Then you'd have oracular bacon.


----------



## chrysophalax (Apr 4, 2002)

A new taste sensation perhaps?????


----------



## Taran (Apr 4, 2002)

NO!!!! You'll not make a piggie-sicle out of MY precious baby (not to mention goldmine!)


----------



## DGoeij (Apr 5, 2002)

> _Originally posted by Taran _
> *Oh, sorry, DGoeij!!! I keep forgetting about the spelling thing!! *



Well thank you, young pig-watcher. 
Anyway, it's just very hard to read in a different language when you also have to watch out where a sentence ends and where names are mentioned. Thanks for trying. 

HA, I never even said yay!....... d'oh!


----------



## chrysophalax (Apr 5, 2002)

It's alright Dgoeij, I forgive you, this time.......


----------



## Weswise (Apr 5, 2002)

Well gollum tried to kill my favortie carachter (sam) so i dont really like him but he did serve a very important pupose in the history of middle earth.


----------



## DGoeij (Apr 6, 2002)

I'm watched by a dragon, not something to feel particulary pleasant about.


----------



## chrysophalax (Apr 6, 2002)

The advantage of THAT is, if your the dragon's friend, you have no worries!


----------



## Taran (Apr 6, 2002)

well i hope i have nothing to worry about! i guess Chrys ccan fry any Gollums and Orcs that may attack...


----------



## chrysophalax (Apr 6, 2002)

No worries, Taran!


----------



## DGoeij (Apr 8, 2002)

> _Originally posted by chrysophalax _
> *No worries, Taran! *



Do you happen to refer to the adventures of a certain wizard on a certain continent?

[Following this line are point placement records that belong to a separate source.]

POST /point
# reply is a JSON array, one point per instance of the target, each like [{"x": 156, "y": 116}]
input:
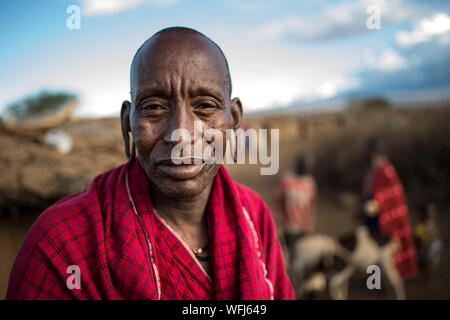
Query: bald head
[{"x": 176, "y": 50}]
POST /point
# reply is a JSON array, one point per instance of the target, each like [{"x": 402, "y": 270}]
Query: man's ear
[
  {"x": 126, "y": 128},
  {"x": 236, "y": 113}
]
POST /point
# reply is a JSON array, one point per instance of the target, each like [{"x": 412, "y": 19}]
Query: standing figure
[
  {"x": 384, "y": 209},
  {"x": 296, "y": 201}
]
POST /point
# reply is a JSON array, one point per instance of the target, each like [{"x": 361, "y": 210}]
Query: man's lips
[{"x": 181, "y": 171}]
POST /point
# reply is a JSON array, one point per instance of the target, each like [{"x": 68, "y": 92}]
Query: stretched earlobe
[
  {"x": 126, "y": 129},
  {"x": 236, "y": 113}
]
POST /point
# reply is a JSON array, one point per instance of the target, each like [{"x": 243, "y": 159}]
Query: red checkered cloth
[
  {"x": 295, "y": 201},
  {"x": 124, "y": 250},
  {"x": 387, "y": 191}
]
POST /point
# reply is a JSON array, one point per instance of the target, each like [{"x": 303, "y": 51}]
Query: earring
[{"x": 231, "y": 150}]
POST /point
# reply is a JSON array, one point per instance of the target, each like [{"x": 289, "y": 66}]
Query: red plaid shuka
[
  {"x": 126, "y": 251},
  {"x": 295, "y": 201},
  {"x": 387, "y": 191}
]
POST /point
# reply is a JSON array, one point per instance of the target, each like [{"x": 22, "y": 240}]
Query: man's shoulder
[{"x": 253, "y": 202}]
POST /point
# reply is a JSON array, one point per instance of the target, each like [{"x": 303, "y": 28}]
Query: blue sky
[{"x": 280, "y": 52}]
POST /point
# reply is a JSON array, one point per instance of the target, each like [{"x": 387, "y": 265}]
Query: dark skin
[{"x": 177, "y": 79}]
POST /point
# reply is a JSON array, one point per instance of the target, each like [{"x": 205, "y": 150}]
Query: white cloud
[
  {"x": 251, "y": 5},
  {"x": 439, "y": 24},
  {"x": 98, "y": 7},
  {"x": 388, "y": 60},
  {"x": 265, "y": 75},
  {"x": 339, "y": 20}
]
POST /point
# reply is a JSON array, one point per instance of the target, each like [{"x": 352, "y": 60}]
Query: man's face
[{"x": 176, "y": 80}]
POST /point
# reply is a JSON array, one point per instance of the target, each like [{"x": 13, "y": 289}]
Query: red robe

Anyway, I'm glad I can keep on freindly terms with a dragon by just not saying the y-word.


----------



## Uminya (Apr 8, 2002)

*beats the proverbial dead horse*

I think the original point of the post was not anti-gollum, but rather anti-gollum-fan  *dives for cover, fearing a barrage of fish carcasses*


----------



## chrysophalax (Apr 8, 2002)

Just as long as you're not beating a dead dragon.......


----------



## Taran (Apr 9, 2002)

I think Chrys can fry the original message, 'sfar as I'm concerned  
Of course, if you _want_ to beat a dead dragon...i mean horse...then by all means!


----------



## Lantarion (Apr 9, 2002)

I hope that's just a figure of speech. I can just imagine Cir standing in a huge field, beating a dead, smelly, fly-ridden mare with a massive branch.


----------



## YayGollum (Apr 9, 2002)

I saw that, Ciryaher! Argh! May the everlasting hatred of all Gollum Fans plague you to your death! Ummm...I mean, that wasn't nice! You're just trying to make me mad for no good reason!


----------



## syongstar (Apr 9, 2002)

*gollum*

he did help sam and frodo get to mordor,we have all sinned and fallen short of the glory of God,you will be judged as you judge others because as ye sow ye shall reep is a scientific fact.He fell under the spell of the ring and as rarely as Bilbo wore it ,dear Bilbo, did feel the effect.Wise Gandalf did'nt even want to touch the ring once.At www.about.com I read an article that the reason JRR Tolkien wrote these books is that he was a devout Catholic and wanted to write a story of how true christians should be.That is mostly the fellowship but Galadriel only used magic for good even Aragorn had knowledge of magical healing plants.When Jesus said that the way to tell if someone is a christian is that they drink all manner of poisons unharmed and lift up serpents it was symbolic that christians seek wisdom and through knowldege,understanding and wisdom transform.yet the transformation is not control like the ring."whatsoever ye do to the least of my children ye do to me"said Jesus so love Gollum yet seek wisdom,healing,.......


----------